Some of the bias associated with over-reporting height may be due to rounding. Interviewers were instructed to round up to the nearest inch for respondents who reported half-inch values, while for the measurement component, height was measured to the nearest 0.5 cm.
A number of other studies have been designed to ensure participants were unaware that measurements would be taken,2,18 because it is believed that if respondents know they are going to be measured, they may report more accurate values. Although CCHS interviewers were not instructed to ensure that respondents in subsample 2 did not know that they would be measured, this did not seem to have affected the self-reported values—there were no differences between the average self-reported height and weight of respondents from the area frame who were selected to be measured and those who were not.
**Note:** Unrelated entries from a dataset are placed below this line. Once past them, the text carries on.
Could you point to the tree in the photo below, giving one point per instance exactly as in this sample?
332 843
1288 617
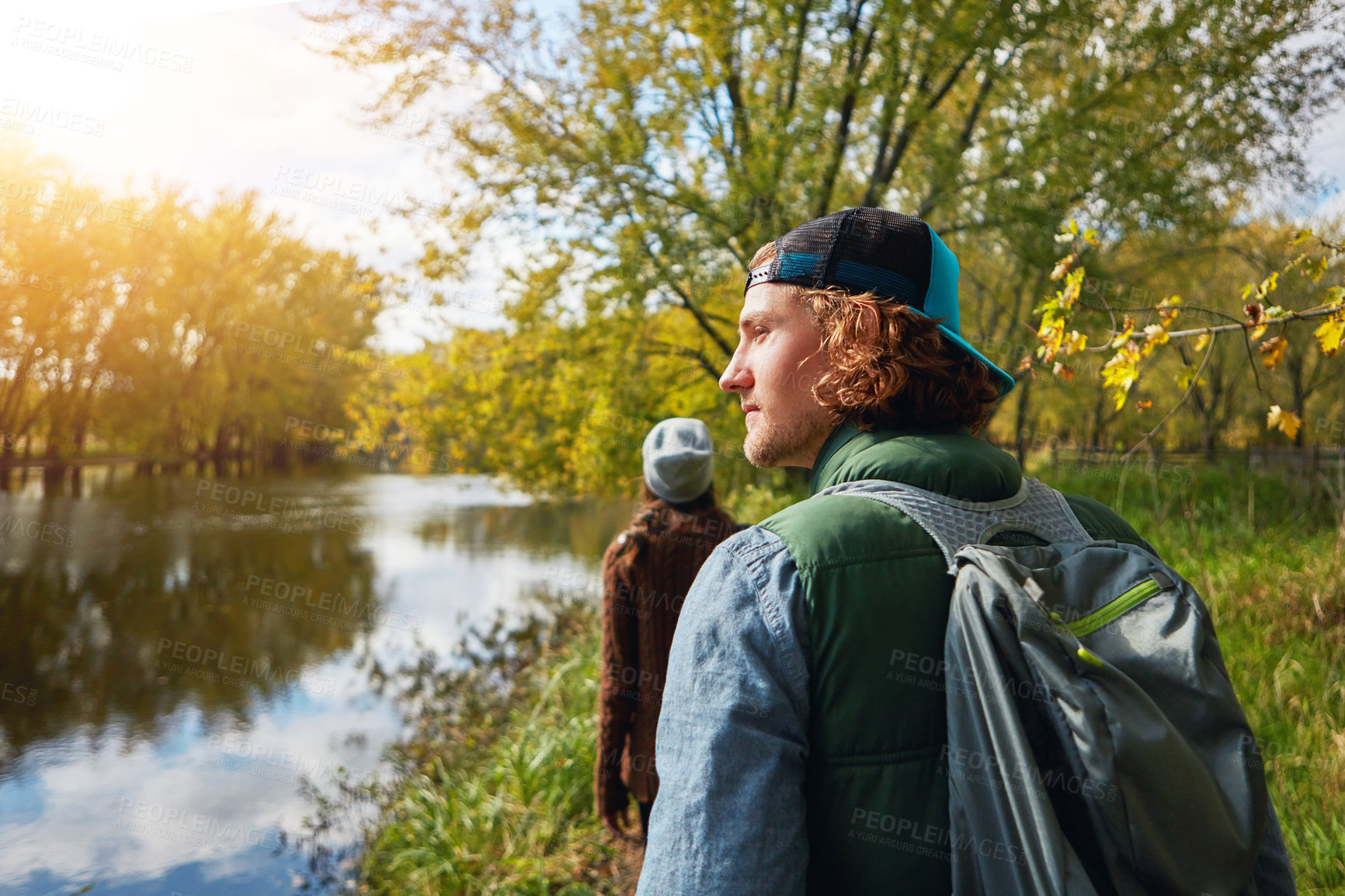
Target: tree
650 151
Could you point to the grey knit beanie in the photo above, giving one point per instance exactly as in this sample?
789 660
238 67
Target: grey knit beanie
678 459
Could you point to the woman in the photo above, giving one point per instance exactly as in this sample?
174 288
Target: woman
646 574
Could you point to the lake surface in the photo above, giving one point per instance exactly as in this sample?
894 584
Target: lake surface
180 651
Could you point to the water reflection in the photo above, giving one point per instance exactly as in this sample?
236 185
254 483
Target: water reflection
180 650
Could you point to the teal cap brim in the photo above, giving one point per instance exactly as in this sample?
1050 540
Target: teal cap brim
942 301
1003 378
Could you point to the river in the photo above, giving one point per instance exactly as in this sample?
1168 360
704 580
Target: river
180 651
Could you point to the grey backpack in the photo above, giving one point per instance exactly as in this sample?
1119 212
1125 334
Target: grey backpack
1095 745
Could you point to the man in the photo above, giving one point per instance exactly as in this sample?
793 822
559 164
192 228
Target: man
802 740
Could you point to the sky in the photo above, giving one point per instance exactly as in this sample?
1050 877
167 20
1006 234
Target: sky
233 95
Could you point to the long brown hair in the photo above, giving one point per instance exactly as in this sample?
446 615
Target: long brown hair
902 372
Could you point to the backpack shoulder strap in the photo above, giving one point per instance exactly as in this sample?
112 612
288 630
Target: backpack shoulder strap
954 523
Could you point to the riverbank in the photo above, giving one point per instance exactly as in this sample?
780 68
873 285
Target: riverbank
496 789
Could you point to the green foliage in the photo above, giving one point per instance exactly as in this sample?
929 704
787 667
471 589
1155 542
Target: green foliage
155 327
499 789
1274 587
643 154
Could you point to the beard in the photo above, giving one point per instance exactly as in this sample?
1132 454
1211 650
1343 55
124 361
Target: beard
773 442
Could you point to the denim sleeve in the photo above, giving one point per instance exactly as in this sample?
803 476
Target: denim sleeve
732 736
Although measured height and weight were considered "true" values, some factors may have limited their accuracy. Trained Statistics Canada interviewers measured the height and weight of respondents; measures taken by health technicians, as have been used in other studies, may be more accurate.5,29 The Statistics Canada interviewers used identically calibrated scales and measuring tapes, but validity and reliability studies to assess inter- and intra-interviewer accuracy and reproducibility were not performed. Stadiometers might have provided more accurate measures of height than measuring tapes.
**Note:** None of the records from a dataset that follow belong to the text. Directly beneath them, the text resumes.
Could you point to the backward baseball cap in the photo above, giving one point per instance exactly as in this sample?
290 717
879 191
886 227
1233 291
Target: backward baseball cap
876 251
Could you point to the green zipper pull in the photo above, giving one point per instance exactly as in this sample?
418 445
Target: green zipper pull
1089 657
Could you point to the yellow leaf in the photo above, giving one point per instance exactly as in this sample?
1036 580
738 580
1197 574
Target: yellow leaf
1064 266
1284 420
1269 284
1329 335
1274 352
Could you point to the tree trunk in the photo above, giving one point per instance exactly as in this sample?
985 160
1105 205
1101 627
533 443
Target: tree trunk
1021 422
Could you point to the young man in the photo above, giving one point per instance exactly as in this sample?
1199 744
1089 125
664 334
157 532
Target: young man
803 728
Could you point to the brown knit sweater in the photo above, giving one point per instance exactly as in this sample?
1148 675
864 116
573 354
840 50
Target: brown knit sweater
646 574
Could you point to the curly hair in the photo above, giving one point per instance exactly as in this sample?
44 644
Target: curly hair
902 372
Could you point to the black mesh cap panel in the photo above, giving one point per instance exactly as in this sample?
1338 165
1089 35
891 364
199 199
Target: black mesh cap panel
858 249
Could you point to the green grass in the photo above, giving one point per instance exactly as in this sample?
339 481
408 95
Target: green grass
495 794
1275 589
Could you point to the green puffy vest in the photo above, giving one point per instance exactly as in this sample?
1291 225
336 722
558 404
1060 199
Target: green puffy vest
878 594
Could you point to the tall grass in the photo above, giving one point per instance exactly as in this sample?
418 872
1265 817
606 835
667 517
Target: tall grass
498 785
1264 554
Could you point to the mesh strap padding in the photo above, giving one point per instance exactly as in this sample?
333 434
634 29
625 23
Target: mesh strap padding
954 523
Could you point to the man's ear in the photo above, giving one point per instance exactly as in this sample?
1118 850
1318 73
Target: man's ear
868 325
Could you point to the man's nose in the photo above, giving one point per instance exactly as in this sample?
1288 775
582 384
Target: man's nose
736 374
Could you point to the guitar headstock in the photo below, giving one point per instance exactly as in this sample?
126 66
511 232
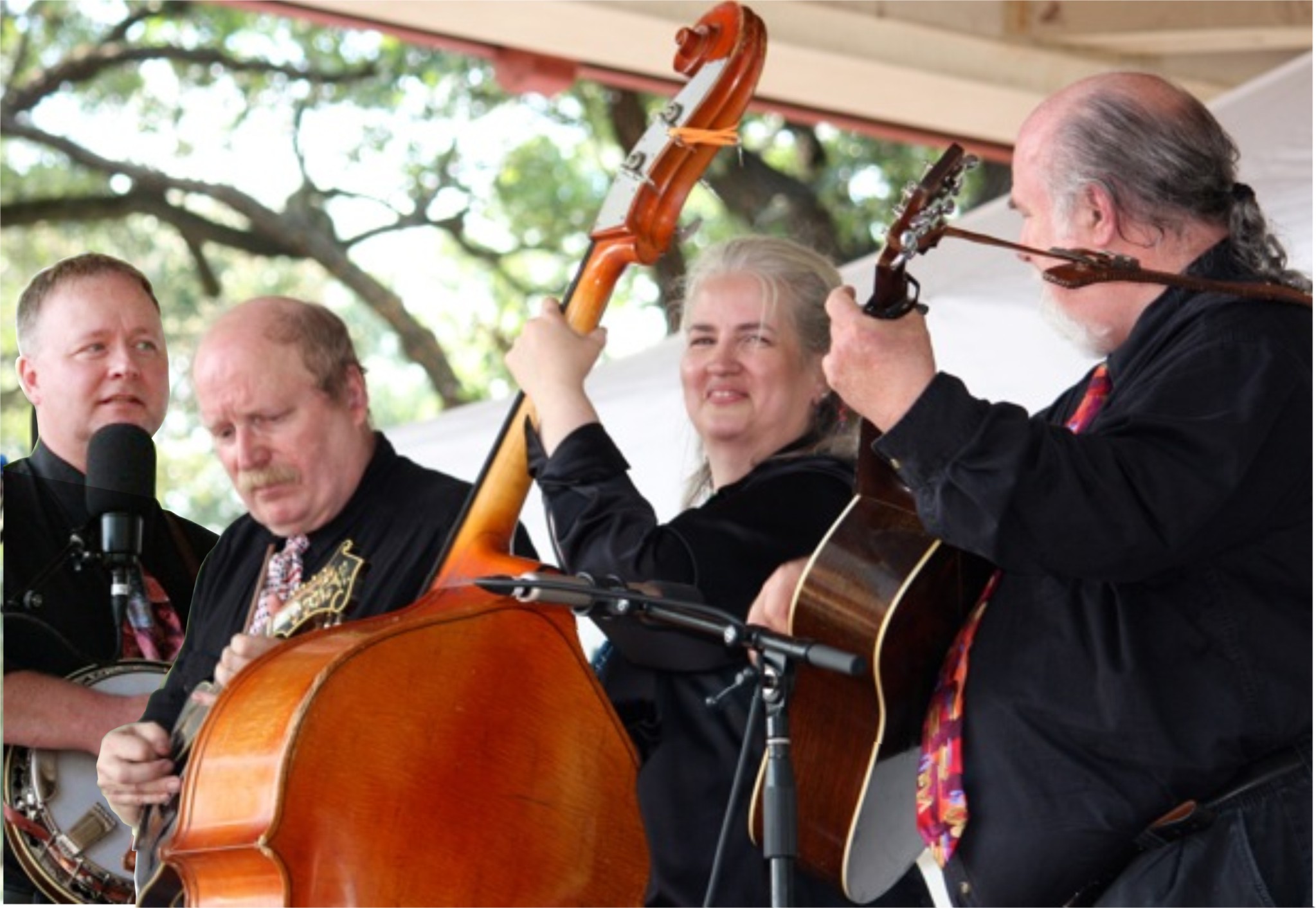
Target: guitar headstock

Finally, this study compares measured height and weight with self-reported values obtained in face-to-face interviews. Self-reports from face-to-face interviews may yield higher prevalence estimates of obesity than do data collected by telephone.35 Even so, the estimate of obesity based on self-reports for the sample from the telephone frame was only one percentage point lower than the estimate for subsample 2, which was based on self-reported data from interviews conducted in person.
For fiscal and logistical reasons, the collection of self-reported height and weight data will continue in large-scale health surveys conducted by Statistics Canada. As this study reveals, this practice yields biased values for height and weight, which result in substantial misclassification of the population by BMI category. The prevalence of obesity based on measured data was 7 percentage points higher than the estimate based on self-reported data (22.6% versus 15.2%).
The implications of this study are relevant to policy-makers, researchers and data users. Until now, trends in the prevalence of obesity in Canada have generally been based on self-reports, but the use of such data means that the accuracy of estimates and true changes in prevalence over time are unknown.
As well, the results raise the question of whether associations between BMI and obesity-related health conditions are distorted when BMI is derived from self-reported data. It is often suggested that underestimating the prevalence of obesity may diminish associations between obesity and health outcomes. However, a second study, also based on 2005 CCHS data,36 found that associations between obesity-related conditions and overweight and obesity were exaggerated when BMI was based on self-reported rather than measured data. To correct the bias, researchers may wish to consider adjusting self-reported values or lowering BMI cut-points for the overweight and obese categories.
Finally, it will be important to measure the magnitude of the bias periodically to see if it changes over time. In 2007, Statistics Canada launched the Canadian Health Measures Survey (CHMS), the most comprehensive national survey using physical measurements ever conducted in Canada. The CHMS data will provide the opportunity for further analysis of the bias resulting from using self-reported measures in estimating the prevalence of obesity. As well, the data set will be used to study measured BMI in comparison with other anthropometric measures such as waist and hip circumference and skinfold measurements.